Mr. Frankl believed that although we cannot necessarily choose the conditions we encounter in life, we can choose how to respond to those conditions. For him, meaning is experienced by responding to the demands of the situation at hand, discovering and committing oneself to one's own unique task in life, and by allowing oneself to experience or trust in an ultimate meaning - which one may or may not call God.
Let's remember that WE ARE RESPONSIBLE FOR OUR LIVES; let's try our best to make the right choices, to embrace positive and healthy attitudes, to be grateful, to choose HAPPINESS, PEACE, LOVE, PATIENCE, PERSEVERANCE, and above all, MEANING in our lives...
Amy Betit, a great lady and a teacher at Atlantic University in Virginia Beach, VA (please check: http://www.atlanticuniv.edu/main.aspx?id=144) recommends creating a "collage" in order to explore visually what might bring meaning into your life. You can discover what gives meaning to your life by creating a picture of your ideal life, filled with the things you'd like to do and the things you'd like to have - the things that are important to you.
She wrote: "making a collage bypasses the left-brain, or rational, logical, functions and takes you directly to the right brain, or intuitive, functions of the brain. Gather up magazines that have pictures you like, get out scissors, glue stick and paper, and begin to cut and paste." For an example of a collage, go to: http://www.intercom.net/~joebetit/amy_harmony. I love this idea, and I will adapt it -with Mrs. Betit's permission- to create a similar exercise using computers in my Digital Applications Class, when my students work on "The Story of My Life" exercise. You may e-mail Amy at email@example.com. Try it and have fun doing it!
Also check: http://www.lifechallenges.org/index.html, http://www.LivingLifeFully.com and http://meaningfullife.com - other great websites!

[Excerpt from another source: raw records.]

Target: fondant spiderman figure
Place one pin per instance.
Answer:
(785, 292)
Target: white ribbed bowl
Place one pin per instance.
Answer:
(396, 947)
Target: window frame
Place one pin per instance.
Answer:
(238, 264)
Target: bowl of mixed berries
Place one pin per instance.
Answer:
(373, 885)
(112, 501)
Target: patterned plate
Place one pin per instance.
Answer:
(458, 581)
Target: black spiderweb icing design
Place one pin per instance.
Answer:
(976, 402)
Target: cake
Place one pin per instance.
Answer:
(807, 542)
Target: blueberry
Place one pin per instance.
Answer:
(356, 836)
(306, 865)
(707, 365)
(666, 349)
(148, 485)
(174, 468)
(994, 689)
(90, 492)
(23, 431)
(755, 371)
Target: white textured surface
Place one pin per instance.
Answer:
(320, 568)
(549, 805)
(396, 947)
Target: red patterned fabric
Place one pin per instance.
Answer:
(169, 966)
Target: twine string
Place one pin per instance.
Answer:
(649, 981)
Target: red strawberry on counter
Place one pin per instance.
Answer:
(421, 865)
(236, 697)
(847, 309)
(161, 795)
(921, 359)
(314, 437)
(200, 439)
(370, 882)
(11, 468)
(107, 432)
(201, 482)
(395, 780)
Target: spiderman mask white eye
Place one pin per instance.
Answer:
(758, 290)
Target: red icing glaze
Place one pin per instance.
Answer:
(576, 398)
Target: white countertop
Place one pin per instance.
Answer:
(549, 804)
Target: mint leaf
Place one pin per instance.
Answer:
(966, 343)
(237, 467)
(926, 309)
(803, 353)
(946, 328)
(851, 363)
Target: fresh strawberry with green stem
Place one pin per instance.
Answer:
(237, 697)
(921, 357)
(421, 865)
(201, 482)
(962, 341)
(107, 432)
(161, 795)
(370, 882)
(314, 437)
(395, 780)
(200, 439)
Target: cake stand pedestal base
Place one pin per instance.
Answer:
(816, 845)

"Only when we see ourselves in our true human context, as members of a race which is intended to be one organism and 'one body,' will we begin to understand the positive importance not only of the successes but of the failures and accidents in our lives. My successes are not my own. The way to them was prepared by others. The fruit of my labors is not my own: for I am preparing the way for the achievements of another. Nor are my failures my own. They may spring from failure of another, but they are also compensated for by another's achievement. Therefore the meaning of my life is not to be looked for merely in the sum total of my own achievements. It is seen only in the complete integration of my achievements and failures with the achievements and failures of my own generation, and society, and time." (From "No Man is an Island" by Thomas Merton - please check: http://www.mertoninstitute.org).
* The main objective of logotherapy was to facilitate clients' quest for meaning and empower them to live meaningfully, responsibly, regardless of their life circumstances.